Session: Discrimination DRIFT: Reshaping the AI Divide
As artificial intelligence reshapes industries and societies, it brings both opportunity and serious risks, especially the risk of amplifying existing inequalities. In this session, we address how AI systems, if left unchecked, can perpetuate discrimination at scale.
To tackle this, I discuss my work in industry, academia, gender bias in AI, and intersectionality. I introduce the Discrimination DRIFT framework, a practical, research-informed tool designed to guide ethical and inclusive AI development across the entire lifecycle, from design to deployment. DRIFT simplifies the complexity of AI ethics into an accessible framework and serves as a shared language for diverse stakeholders to navigate ethical considerations together.
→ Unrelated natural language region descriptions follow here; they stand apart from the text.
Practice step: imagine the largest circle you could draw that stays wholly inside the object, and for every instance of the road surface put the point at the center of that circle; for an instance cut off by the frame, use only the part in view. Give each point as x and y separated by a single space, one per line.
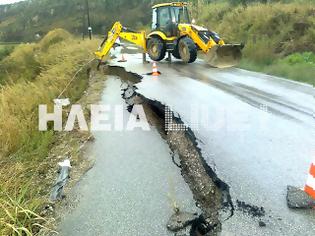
256 131
131 189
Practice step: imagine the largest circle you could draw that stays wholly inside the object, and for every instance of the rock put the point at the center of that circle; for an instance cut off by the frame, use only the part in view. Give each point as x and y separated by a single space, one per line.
297 198
180 220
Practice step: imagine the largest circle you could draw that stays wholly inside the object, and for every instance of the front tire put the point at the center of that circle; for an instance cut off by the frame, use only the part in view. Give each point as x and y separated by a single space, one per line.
175 52
187 50
156 48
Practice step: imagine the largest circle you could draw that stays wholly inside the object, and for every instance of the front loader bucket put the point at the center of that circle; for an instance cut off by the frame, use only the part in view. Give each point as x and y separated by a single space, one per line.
222 56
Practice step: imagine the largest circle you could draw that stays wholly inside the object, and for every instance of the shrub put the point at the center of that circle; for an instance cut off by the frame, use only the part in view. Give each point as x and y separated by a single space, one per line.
22 146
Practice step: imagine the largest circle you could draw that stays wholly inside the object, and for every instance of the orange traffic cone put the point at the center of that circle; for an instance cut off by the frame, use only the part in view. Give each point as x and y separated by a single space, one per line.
155 72
123 59
310 183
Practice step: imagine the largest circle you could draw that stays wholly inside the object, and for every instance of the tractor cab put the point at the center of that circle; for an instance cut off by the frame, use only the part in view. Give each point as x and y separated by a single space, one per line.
167 16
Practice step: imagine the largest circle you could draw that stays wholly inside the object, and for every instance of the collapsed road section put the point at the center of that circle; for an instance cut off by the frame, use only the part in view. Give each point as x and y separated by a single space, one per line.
252 148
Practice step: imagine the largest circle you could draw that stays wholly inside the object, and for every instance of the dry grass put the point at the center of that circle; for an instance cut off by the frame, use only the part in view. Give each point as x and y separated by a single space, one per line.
41 73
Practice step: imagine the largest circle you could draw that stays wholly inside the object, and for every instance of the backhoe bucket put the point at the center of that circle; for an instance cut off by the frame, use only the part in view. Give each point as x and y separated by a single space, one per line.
222 56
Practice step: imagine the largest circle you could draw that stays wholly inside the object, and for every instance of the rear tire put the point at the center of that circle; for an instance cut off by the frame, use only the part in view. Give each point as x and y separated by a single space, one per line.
175 52
187 50
156 48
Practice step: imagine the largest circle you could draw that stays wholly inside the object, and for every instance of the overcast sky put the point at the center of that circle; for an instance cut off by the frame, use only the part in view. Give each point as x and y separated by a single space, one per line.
2 2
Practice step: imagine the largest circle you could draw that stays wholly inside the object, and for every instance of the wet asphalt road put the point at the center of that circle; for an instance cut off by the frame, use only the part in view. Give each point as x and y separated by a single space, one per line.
256 131
131 189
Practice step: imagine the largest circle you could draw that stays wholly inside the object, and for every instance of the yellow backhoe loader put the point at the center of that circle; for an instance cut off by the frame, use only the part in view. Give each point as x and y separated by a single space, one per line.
173 32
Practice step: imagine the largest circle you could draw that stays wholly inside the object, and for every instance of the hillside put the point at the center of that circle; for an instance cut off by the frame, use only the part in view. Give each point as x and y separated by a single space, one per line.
25 20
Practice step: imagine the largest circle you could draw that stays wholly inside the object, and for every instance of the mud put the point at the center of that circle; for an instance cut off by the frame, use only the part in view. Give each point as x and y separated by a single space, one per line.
252 210
210 193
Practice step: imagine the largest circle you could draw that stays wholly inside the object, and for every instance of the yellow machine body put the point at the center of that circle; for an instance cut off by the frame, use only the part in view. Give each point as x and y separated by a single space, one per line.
170 34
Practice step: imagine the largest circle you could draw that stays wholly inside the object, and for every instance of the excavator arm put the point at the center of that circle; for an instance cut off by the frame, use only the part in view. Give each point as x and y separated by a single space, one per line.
215 51
118 31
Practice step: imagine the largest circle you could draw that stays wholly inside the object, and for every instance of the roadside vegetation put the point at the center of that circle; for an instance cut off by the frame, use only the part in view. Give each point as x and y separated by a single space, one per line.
279 37
274 31
33 74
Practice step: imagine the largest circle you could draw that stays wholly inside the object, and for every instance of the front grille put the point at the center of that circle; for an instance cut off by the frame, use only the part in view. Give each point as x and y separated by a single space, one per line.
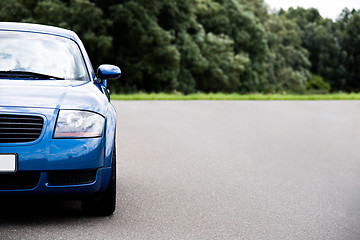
19 180
20 128
71 177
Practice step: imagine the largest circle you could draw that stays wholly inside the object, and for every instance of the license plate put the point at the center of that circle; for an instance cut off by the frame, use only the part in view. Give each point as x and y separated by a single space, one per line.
7 162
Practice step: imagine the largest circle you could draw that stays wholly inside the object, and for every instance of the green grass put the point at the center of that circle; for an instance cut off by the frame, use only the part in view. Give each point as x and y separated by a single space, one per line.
234 96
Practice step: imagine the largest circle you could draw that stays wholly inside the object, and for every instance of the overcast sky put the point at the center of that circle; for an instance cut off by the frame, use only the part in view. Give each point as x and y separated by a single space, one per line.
327 8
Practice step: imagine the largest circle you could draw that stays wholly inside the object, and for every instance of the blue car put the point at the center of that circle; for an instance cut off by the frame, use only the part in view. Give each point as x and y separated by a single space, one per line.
57 126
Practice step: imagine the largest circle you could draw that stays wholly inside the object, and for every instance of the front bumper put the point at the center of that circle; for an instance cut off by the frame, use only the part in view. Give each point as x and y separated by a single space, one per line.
47 156
45 187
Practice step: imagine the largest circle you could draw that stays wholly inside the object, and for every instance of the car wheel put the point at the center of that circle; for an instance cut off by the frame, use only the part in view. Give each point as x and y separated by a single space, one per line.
104 203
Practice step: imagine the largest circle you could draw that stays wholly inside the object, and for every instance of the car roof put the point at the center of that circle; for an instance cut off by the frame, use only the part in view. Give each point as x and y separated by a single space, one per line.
36 28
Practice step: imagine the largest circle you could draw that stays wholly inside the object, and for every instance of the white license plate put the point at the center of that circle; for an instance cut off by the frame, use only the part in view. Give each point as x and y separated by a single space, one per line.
7 162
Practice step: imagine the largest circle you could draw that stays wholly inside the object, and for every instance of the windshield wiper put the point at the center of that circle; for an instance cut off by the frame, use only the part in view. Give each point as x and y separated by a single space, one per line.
25 74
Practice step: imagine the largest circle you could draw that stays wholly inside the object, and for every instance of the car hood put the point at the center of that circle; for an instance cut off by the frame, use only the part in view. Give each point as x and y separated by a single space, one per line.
61 94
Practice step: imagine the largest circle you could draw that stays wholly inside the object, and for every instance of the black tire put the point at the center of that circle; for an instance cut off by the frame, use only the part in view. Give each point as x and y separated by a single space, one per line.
103 204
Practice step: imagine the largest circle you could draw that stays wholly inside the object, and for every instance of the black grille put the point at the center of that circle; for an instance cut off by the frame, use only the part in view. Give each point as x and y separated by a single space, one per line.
71 177
19 180
20 128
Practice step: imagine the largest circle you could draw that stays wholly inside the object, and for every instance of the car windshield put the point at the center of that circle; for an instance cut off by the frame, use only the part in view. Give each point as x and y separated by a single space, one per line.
41 56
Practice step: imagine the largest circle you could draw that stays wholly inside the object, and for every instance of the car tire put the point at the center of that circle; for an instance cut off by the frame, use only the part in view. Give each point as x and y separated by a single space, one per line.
103 204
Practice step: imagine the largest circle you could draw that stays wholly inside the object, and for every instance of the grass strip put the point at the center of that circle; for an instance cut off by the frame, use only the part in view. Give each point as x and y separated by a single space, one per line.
234 96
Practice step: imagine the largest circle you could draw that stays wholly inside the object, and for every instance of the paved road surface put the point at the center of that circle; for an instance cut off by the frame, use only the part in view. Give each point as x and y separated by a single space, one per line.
219 170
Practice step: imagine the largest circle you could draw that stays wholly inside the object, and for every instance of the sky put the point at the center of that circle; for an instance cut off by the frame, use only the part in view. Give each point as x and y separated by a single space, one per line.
327 8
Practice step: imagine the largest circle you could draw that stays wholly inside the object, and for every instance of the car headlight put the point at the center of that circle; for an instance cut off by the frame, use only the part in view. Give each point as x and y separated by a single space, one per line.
78 124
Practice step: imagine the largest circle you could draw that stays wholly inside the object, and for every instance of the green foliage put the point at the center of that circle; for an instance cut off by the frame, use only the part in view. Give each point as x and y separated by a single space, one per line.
207 45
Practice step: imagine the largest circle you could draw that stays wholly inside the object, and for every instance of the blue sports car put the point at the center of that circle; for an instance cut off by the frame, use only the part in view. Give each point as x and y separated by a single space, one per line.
57 126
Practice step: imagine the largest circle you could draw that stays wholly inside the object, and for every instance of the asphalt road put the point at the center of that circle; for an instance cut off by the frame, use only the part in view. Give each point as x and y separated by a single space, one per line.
219 170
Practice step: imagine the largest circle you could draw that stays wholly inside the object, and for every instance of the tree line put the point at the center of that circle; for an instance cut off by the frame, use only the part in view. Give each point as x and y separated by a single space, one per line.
208 45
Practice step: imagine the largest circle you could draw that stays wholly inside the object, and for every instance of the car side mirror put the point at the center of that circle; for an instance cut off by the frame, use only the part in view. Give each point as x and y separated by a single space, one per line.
107 71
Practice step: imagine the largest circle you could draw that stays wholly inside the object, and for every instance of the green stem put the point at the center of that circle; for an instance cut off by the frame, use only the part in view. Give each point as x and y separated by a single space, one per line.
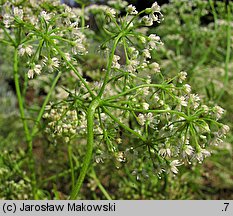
75 70
83 17
25 124
90 142
123 125
133 89
101 187
70 154
45 103
228 54
214 14
106 78
146 111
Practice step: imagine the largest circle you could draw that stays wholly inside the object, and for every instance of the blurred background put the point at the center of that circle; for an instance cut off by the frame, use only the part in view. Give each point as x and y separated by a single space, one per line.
197 37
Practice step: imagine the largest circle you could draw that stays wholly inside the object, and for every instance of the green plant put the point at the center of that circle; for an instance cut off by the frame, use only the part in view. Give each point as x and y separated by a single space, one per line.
132 113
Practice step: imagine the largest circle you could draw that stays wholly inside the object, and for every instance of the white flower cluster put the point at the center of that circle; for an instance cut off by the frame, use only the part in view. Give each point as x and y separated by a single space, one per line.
63 123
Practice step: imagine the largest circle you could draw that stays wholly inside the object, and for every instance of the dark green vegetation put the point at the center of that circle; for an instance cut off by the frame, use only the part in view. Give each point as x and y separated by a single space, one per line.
197 37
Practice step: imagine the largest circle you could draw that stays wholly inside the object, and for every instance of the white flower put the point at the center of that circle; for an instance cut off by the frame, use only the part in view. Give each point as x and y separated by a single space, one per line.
146 53
219 111
194 99
182 101
110 12
141 119
121 157
155 8
18 12
46 16
145 106
30 74
154 67
132 65
225 129
131 10
7 20
181 76
147 21
154 40
25 50
115 63
165 152
55 62
173 166
201 154
188 149
36 69
187 88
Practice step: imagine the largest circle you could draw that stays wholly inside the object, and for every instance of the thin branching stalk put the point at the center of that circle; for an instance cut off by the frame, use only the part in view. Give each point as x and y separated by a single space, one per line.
228 54
25 124
90 142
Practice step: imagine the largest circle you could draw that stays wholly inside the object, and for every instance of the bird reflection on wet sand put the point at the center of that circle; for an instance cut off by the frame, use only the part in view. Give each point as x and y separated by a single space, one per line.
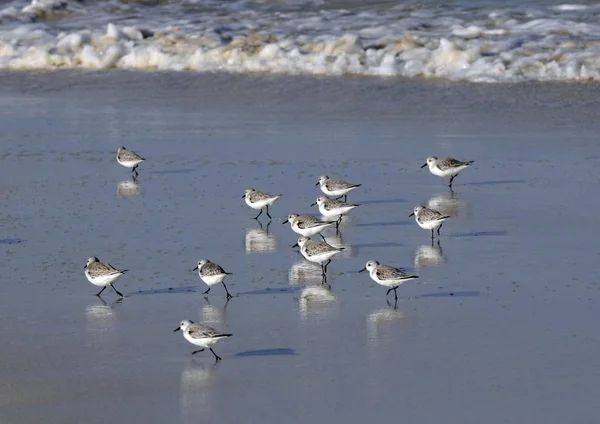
429 255
305 273
260 240
382 318
315 300
447 204
129 188
214 315
197 395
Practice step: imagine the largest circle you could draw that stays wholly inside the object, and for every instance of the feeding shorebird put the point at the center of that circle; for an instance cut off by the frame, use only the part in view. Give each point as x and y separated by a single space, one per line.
429 219
336 188
102 274
201 335
259 200
129 159
446 167
387 276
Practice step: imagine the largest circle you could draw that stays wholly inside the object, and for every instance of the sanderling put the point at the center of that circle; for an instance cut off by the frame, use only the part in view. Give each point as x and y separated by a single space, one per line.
260 199
332 207
212 274
307 225
429 219
387 276
129 159
317 251
201 335
429 255
446 167
102 275
337 188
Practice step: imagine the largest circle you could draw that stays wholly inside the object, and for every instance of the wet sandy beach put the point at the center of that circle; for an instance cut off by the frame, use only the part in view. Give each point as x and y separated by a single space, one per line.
500 328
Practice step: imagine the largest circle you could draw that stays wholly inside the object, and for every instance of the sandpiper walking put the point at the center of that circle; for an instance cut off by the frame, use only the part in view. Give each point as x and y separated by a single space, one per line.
429 219
446 167
318 252
307 225
212 274
259 200
336 188
129 159
102 274
387 276
201 335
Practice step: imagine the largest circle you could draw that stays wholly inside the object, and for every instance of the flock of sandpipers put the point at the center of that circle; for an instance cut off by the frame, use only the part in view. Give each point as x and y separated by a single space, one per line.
103 274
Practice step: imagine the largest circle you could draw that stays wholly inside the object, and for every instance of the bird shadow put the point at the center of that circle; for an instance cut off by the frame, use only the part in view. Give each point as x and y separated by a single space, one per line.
169 290
174 171
480 234
11 241
267 352
382 201
467 293
382 244
271 291
496 182
384 224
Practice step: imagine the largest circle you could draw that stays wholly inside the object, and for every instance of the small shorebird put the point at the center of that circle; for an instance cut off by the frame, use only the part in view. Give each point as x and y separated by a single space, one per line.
446 167
330 208
429 219
129 159
102 275
318 252
212 274
307 225
336 188
201 335
259 200
387 276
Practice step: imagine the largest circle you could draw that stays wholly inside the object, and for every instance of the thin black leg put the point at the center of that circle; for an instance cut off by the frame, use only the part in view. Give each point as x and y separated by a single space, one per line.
227 291
217 357
117 291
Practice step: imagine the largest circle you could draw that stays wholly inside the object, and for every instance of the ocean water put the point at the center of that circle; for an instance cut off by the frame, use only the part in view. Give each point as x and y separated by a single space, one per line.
485 41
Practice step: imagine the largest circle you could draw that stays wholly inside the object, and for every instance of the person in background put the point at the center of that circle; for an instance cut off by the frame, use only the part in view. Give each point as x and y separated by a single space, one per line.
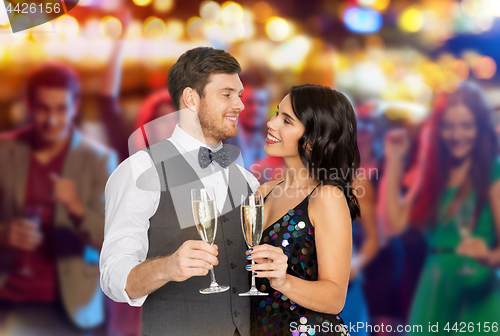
51 214
364 229
250 139
157 104
455 200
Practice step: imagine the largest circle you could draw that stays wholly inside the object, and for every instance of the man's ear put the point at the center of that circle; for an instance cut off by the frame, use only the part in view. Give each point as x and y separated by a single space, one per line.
189 98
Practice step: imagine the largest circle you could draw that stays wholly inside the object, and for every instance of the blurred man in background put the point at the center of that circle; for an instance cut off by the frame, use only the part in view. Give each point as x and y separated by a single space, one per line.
51 215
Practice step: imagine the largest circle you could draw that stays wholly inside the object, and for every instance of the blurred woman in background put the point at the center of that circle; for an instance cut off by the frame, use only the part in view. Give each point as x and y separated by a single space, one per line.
456 202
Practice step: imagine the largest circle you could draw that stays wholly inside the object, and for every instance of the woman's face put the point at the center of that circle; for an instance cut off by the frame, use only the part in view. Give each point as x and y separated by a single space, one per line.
284 131
459 131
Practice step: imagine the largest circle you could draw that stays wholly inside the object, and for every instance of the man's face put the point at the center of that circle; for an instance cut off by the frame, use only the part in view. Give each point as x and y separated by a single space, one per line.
219 109
256 105
53 111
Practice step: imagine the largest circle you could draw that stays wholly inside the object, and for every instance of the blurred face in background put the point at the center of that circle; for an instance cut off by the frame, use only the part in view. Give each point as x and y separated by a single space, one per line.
53 111
284 131
459 131
365 130
256 103
221 106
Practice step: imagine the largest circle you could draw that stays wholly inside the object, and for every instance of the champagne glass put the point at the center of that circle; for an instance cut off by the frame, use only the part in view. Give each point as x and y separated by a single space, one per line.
252 224
33 214
464 220
205 217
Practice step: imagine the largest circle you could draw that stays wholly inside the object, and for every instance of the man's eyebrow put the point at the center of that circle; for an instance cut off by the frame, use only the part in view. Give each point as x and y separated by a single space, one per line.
286 114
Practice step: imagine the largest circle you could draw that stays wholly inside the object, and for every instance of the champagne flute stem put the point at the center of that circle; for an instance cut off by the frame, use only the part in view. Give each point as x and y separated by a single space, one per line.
212 275
253 276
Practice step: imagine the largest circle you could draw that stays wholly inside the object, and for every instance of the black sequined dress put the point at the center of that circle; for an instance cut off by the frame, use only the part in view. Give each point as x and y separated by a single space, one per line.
276 314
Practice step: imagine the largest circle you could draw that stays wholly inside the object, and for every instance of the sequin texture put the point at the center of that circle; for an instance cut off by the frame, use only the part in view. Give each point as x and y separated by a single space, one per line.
276 314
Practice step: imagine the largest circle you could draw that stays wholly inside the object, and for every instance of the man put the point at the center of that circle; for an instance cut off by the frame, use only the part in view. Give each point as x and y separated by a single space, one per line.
152 254
250 139
51 214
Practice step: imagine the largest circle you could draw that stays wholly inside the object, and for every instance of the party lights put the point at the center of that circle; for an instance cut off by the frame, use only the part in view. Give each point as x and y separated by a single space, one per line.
277 29
362 20
411 20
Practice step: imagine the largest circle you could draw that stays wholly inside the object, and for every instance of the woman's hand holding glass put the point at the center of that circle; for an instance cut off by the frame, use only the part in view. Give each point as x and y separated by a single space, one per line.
270 262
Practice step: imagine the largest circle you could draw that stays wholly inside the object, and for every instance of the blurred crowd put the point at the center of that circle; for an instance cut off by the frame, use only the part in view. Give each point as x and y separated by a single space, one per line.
425 248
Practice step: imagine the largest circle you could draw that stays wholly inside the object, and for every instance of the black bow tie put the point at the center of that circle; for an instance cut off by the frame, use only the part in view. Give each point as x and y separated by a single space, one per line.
206 156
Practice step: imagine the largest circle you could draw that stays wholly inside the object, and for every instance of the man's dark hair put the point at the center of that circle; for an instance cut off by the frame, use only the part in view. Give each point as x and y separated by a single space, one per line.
52 75
194 68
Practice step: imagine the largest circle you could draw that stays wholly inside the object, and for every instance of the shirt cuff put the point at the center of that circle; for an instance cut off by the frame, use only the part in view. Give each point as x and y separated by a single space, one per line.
123 271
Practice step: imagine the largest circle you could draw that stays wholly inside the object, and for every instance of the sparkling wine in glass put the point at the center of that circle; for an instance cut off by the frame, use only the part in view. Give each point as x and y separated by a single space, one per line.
33 214
464 219
205 217
252 224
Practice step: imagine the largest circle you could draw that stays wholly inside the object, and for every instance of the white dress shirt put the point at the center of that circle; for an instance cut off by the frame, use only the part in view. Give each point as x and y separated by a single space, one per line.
128 210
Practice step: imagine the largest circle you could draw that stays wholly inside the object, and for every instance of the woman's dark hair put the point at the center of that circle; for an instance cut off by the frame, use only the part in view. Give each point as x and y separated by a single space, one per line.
194 68
52 75
330 131
439 161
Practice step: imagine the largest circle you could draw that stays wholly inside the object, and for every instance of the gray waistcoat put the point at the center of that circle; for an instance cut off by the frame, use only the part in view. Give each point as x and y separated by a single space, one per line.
178 308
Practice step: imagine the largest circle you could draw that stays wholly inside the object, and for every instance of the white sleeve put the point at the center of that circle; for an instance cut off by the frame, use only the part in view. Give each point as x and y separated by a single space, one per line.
251 179
127 212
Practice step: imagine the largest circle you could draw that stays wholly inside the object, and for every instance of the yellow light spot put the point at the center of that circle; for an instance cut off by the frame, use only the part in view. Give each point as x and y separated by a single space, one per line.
231 11
142 3
110 27
277 29
411 20
163 6
210 11
484 67
154 28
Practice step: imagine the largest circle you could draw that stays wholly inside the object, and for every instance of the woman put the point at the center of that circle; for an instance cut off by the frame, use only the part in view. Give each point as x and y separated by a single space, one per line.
459 167
304 263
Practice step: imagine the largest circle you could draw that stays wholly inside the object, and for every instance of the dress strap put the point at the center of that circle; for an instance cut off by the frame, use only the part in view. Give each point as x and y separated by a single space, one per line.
272 190
309 196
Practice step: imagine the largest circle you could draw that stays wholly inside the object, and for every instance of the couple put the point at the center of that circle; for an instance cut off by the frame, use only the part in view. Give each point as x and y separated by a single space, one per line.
152 255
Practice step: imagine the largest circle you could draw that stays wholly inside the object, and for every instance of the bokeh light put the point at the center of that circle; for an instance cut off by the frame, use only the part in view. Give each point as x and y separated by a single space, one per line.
154 28
175 29
67 27
411 19
163 6
277 28
263 11
210 11
231 11
196 28
142 3
362 20
110 27
484 67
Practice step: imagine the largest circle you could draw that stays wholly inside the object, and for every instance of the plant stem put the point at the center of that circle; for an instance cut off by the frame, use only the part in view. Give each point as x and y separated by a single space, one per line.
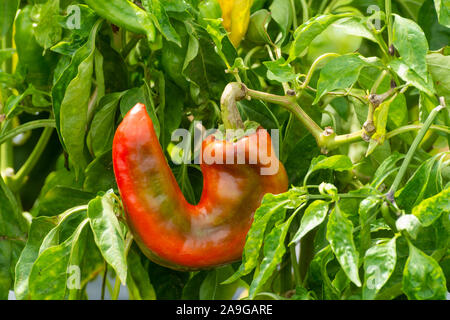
289 103
388 12
391 193
19 179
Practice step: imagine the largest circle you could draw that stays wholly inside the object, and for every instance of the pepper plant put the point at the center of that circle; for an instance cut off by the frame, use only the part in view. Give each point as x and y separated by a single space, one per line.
356 90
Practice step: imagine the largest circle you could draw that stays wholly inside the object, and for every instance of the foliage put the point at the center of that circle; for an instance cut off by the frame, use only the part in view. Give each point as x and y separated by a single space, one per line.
358 96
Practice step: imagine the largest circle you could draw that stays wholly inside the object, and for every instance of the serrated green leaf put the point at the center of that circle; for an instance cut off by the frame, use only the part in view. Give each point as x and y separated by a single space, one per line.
308 31
340 236
279 71
411 77
410 41
38 229
410 224
272 209
423 278
314 215
430 209
108 234
379 263
337 163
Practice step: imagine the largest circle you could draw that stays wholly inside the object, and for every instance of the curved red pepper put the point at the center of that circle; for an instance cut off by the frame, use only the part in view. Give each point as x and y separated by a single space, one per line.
168 229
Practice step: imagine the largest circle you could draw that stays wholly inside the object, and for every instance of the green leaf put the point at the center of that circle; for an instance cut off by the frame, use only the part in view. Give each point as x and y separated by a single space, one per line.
308 31
438 36
355 27
38 229
108 234
103 124
386 168
272 209
59 199
138 280
8 11
380 120
281 11
279 71
411 77
379 263
410 41
318 274
367 208
340 236
49 274
314 215
209 286
337 163
439 66
430 209
161 20
410 224
71 94
347 67
423 278
47 31
443 11
274 250
421 185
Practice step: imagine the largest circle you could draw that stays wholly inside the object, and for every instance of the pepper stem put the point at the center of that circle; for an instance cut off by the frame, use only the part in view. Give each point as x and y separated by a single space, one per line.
232 93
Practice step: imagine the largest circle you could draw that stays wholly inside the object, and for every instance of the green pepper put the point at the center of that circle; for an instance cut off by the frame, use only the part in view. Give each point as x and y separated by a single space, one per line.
36 66
125 14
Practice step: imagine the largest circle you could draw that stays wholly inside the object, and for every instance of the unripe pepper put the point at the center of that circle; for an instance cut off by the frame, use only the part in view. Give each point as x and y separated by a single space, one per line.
236 16
168 229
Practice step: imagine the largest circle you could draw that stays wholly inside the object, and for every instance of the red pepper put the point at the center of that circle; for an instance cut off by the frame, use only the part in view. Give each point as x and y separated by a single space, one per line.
168 229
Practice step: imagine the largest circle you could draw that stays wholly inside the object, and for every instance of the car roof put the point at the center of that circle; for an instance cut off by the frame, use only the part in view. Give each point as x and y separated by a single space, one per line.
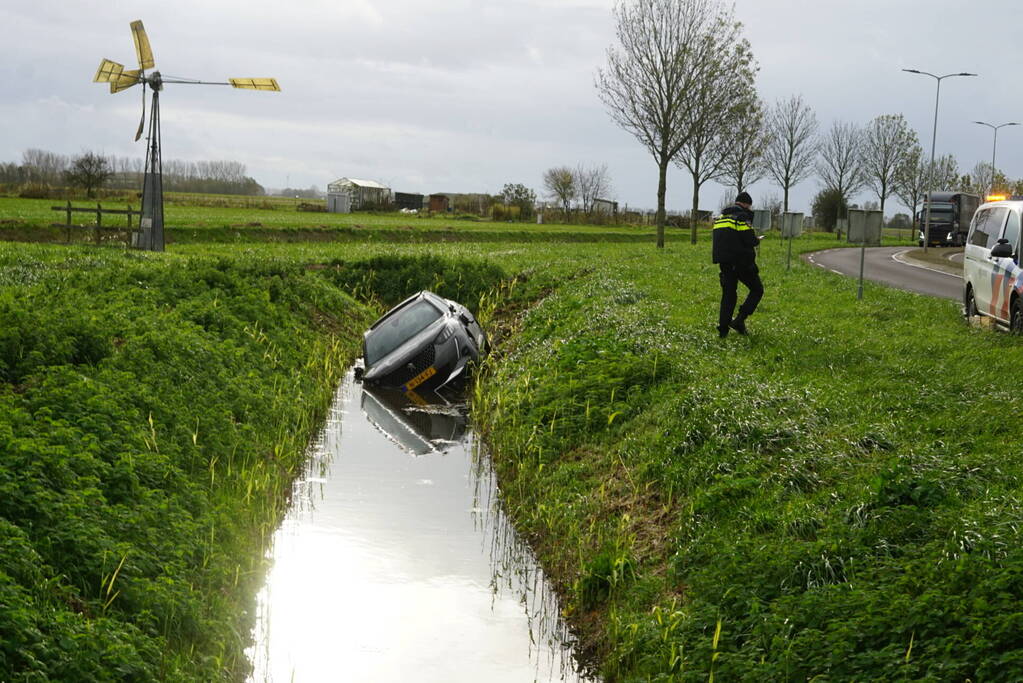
425 294
1012 203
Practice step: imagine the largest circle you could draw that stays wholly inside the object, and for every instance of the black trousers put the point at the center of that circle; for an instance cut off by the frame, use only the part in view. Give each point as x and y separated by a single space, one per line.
730 276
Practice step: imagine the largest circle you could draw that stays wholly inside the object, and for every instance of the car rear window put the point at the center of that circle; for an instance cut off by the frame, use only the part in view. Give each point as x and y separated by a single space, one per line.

We explore how integrating ethical practices is not just a moral imperative but also a strategic advantage. As global regulations tighten and prioritize fairness and harm prevention, responsible AI practices strengthen trust, long-term profitability, and sustainability in a fast-changing, competitive landscape.
The session highlights:
The urgent need to address bias and discrimination in AI systems.
How the DRIFT framework operationalizes principles like transparency, accountability, and inclusivity.
The choices we make today will determine whether AI becomes a tool for equity or division. Understand how to embed ethical considerations into AI development, and how to use the DRIFT framework to help build a future where AI drives positive, inclusive impact for all.
Bio
PhD researcher in Bias in AI at Durham University, specialising in LLMs; Professional Development Expert at Corndel, and former Data Architect at FDM. Sarah is from a working class background and is interested in the societal impact of Artificial Intelligence on power, privilege, and oppression. Sarah is particularly interested in the mitigation of bias and discrimination in Large Language Models from an intersectional perspective.
Sarah is passionate about diversity and enabling those from under-served backgrounds to develop a career in tech.